As simplicity in the design of nature correlates directly with eloquence and efficiency, scientists and researchers in the laboratory strive continuously for effective methods of echoing symmetry on an atomic scale.
However, recent computer models and simulations have shown that the introduction of slight doses of chaos into stable systems, may create beneficial results.
Researchers at Penn State University are currently conducting experiments with nanotechnology and the plausible efficacious mechanism of deliberately engineering minute flaws or defects into a single atom layer of graphene. Eurek Alert reports that deliberately produced faults on the molecular level of carbon based graphene material may actually enhance the commercial viability and justify mass production, by creating applications in energy storage, sensor technology and improving solvents for preservation of materials.
The simple and eloquent process of enacting slight and calculated damage on a two-dimensional level is facilitated by firing individual noble gas atoms at the structure’s carbon matrix.
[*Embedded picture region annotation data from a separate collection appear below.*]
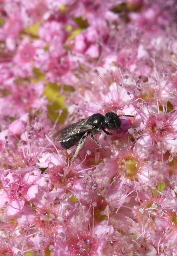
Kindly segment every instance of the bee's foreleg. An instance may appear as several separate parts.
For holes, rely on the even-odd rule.
[[[98,145],[99,145],[99,146],[100,147],[102,147],[102,148],[103,148],[104,150],[105,150],[105,151],[106,151],[105,149],[104,148],[103,146],[102,145],[101,145],[101,144],[99,143],[98,141],[97,141],[96,140],[96,139],[95,139],[95,138],[94,137],[93,137],[93,134],[92,134],[92,135],[91,135],[91,138],[92,138],[92,139],[95,142],[96,142],[96,143],[97,144],[98,144]]]

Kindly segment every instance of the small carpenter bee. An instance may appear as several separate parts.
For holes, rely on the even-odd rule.
[[[83,147],[84,142],[90,134],[92,140],[105,150],[93,135],[100,134],[102,130],[108,135],[115,134],[109,132],[105,129],[119,130],[122,123],[119,116],[134,117],[133,115],[117,115],[112,112],[107,112],[105,116],[99,113],[94,114],[77,123],[67,124],[53,134],[52,138],[54,140],[59,141],[61,146],[64,149],[70,148],[80,140],[73,160],[76,157]],[[86,132],[87,134],[84,136]]]

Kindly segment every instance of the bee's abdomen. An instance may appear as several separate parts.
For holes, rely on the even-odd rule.
[[[75,135],[67,141],[61,141],[60,145],[64,149],[70,148],[78,142],[85,133],[84,132],[83,133],[80,133],[79,134]]]

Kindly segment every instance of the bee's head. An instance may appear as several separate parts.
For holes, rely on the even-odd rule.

Utilizing isolated atoms of helium, argon and xenon, researchers are able to produce a chain of linear chaos on the graphene and a desirable flaw, by literally bombarding and manipulating individual carbon molecules. As the process is conducted with an enhanced level of specificity, the magnitude of created defects can be closely monitored and controlled to maintain the integrity and state of the material. The subsequently modified and flawed graphene can be customized with the introduction of other materials in a process called doping. Researchers are hoping that through doping and ultimately changing the properties of graphene, an array of scientific and commercial opportunities can become feasible.
The main challenge facing theoretical science is of course the inevitable collision course with reality. Within the current state of nanotechnology, the inability to facilitate cost effective and timely mass production hinders any inclination of a feasible commercial endeavor. Until a reasonable cost of materials intersects with a healthy production volume, computer simulations and science fiction will have to suffice as a medium for continued innovation.